Reference image inputs are optional. Set image to 0 for text-only generation, or increase it to show image_1, image_2, and so on up to image_12.

Precision Notes

auto detects the model storage dtype from the safetensors file. For native mixed FP8 folders, the large matrix weights should be float8_e4m3fn while small tensors such as norms and biases stay BF16/FP16.

Do not set config.json to float8_e4m3fn. Transformers may try to use FP8 as PyTorch's global default dtype, which fails. Keep config dtype as bfloat16; this node detects FP8 from the safetensors tensors themselves.

The loader exposes the normal FP8 options only.

Scheduler

The sampler automatically picks the scheduler based on model type:

Model type Scheduler Notes
Full (auto) FlowUniPCMultistepScheduler Higher-order solver, generates more detail
Dev text / subject FlashFlowMatchEulerDiscreteScheduler Custom Euler with built-in noise scaling, tuned for fewer steps
Dev edit with one reference FlowMatchEulerDiscreteScheduler by default Matches the May 13, 2026 upstream Dev editing scheduler update; flash is still selectable

When model_type is auto, the folder name is checked for dev — if not found, the full model path is used with UniPC.

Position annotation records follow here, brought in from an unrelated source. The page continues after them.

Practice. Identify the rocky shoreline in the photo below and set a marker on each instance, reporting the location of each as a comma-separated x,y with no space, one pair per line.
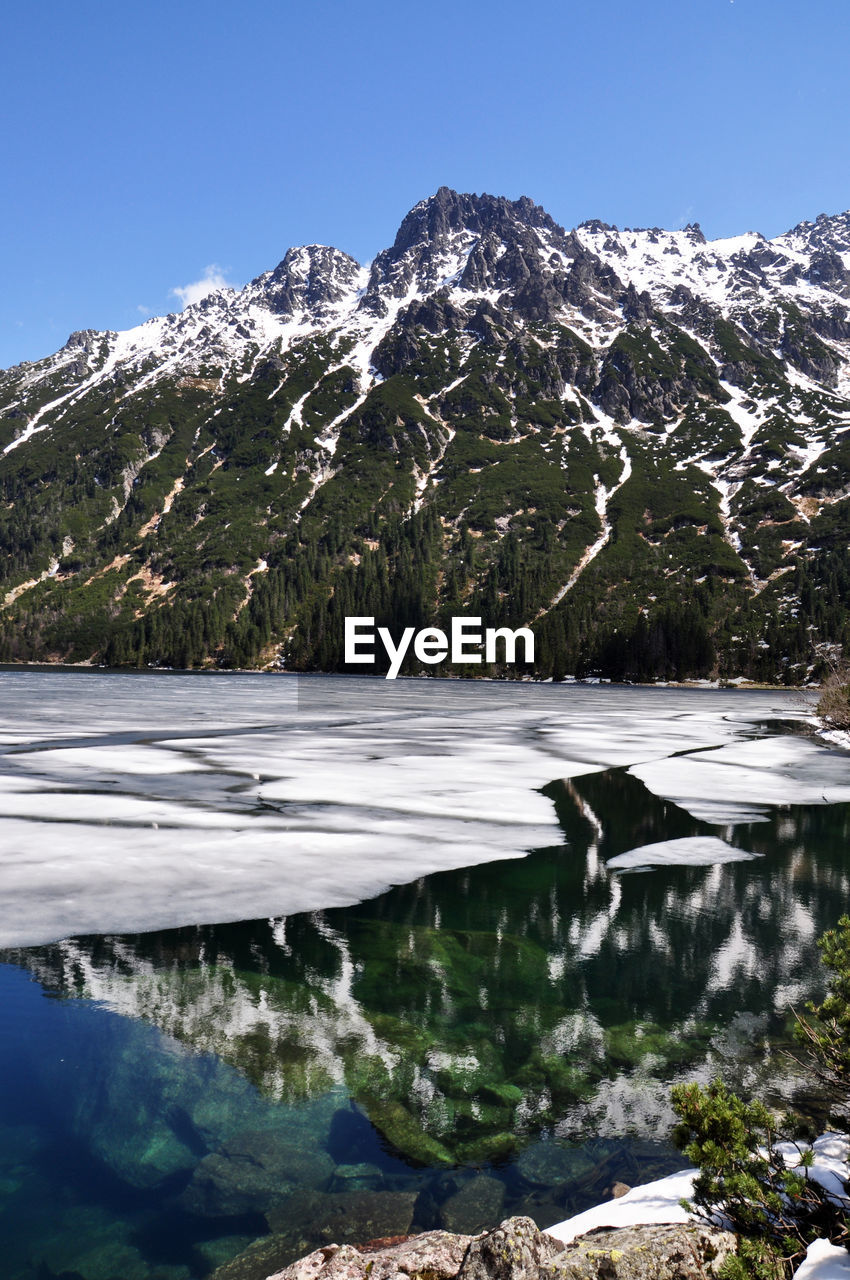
519,1251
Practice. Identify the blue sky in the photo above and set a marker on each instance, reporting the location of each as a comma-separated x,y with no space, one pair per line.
147,144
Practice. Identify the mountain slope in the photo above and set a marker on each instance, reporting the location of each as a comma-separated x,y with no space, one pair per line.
634,440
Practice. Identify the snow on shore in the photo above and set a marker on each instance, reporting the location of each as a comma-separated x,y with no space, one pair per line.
661,1202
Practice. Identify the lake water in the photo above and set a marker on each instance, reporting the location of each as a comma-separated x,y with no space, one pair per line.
219,1023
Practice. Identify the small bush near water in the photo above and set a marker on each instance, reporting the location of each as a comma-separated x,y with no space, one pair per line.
833,704
777,1211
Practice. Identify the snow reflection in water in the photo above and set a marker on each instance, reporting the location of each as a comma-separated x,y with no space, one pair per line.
492,1040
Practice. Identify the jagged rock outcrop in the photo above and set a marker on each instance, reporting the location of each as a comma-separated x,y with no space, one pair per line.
590,407
519,1251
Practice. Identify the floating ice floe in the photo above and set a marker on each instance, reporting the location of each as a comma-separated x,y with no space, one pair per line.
140,801
727,784
688,851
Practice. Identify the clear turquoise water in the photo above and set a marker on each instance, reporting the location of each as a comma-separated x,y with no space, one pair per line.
480,1042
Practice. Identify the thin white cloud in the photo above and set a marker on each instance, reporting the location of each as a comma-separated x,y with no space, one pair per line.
211,279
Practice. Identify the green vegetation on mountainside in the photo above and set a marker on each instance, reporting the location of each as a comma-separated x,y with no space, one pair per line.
237,519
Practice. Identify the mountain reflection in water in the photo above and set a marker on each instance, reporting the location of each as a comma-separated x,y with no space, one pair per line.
479,1042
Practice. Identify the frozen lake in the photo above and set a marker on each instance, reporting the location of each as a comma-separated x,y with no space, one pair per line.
219,1023
141,801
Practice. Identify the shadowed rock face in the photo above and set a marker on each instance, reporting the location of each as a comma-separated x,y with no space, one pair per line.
498,416
519,1251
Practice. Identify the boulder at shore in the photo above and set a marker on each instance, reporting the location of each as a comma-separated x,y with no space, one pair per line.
519,1251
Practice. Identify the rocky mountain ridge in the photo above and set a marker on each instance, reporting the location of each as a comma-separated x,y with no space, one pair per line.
634,439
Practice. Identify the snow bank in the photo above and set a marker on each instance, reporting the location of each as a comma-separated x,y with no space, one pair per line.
659,1202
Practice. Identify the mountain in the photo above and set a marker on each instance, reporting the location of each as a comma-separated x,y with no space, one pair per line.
634,440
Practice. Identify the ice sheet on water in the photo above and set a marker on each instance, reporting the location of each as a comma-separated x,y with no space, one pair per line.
142,801
688,851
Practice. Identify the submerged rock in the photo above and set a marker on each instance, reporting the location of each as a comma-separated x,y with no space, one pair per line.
339,1216
478,1203
252,1171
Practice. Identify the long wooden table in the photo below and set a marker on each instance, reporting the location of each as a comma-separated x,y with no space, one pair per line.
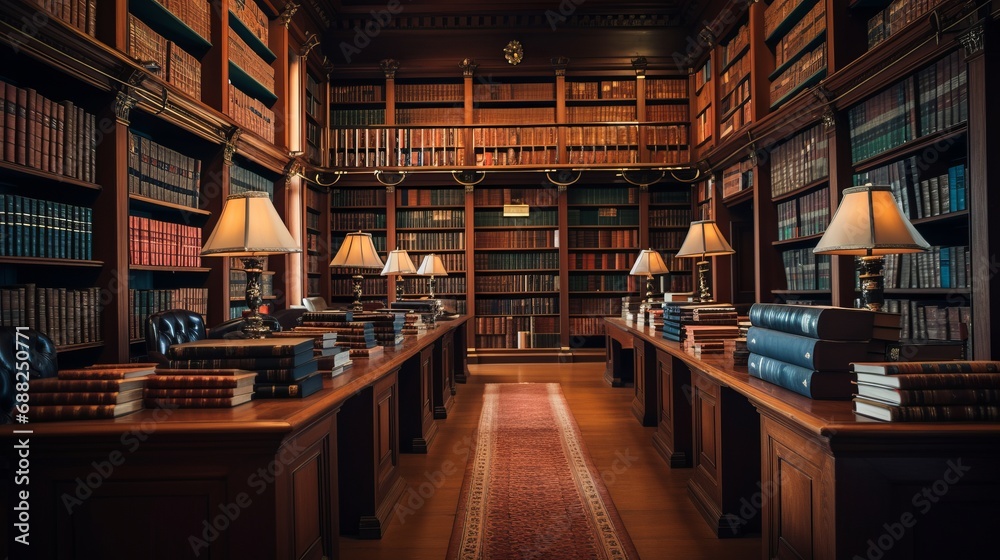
816,480
278,478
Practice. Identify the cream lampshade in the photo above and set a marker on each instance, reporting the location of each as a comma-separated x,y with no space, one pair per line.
704,240
649,263
869,224
399,263
250,228
357,251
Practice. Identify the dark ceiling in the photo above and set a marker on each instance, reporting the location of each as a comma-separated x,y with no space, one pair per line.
429,38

Dev follows the upstream recipe: fixed 28-step timetable, guidance 0.0, shift 1.0, and noise defaults 7.5 / 7.5 / 2.5 when using flash. If dev images look noisy, oddly colored, or washed out near the last few steps, reset noise_scale_start, noise_scale_end, and noise_clip_std to those defaults, use the flash or auto attention backend, and pin the output to one of the internal supported resolutions: 2048x2048, 2304x1728, 1728x2304, 2560x1440, 1440x2560, 2496x1664, 1664x2496, 3104x1312, 1312x3104, 2304x1792, or 1792x2304. Upstream recommends the Full model for editing tasks.

Attention Backends

Option Description
auto Uses FlashAttention when available, otherwise SDPA
flash Requires FlashAttention [Optimal]
sage Requires the sageattention package [Not Optimal]
sdpa Uses PyTorch scaled dot-product attention

Links

License

This custom node is released under the MIT License. The HiDream O1 model has its own license and usage terms; check the upstream Hugging Face model page before redistribution or commercial use.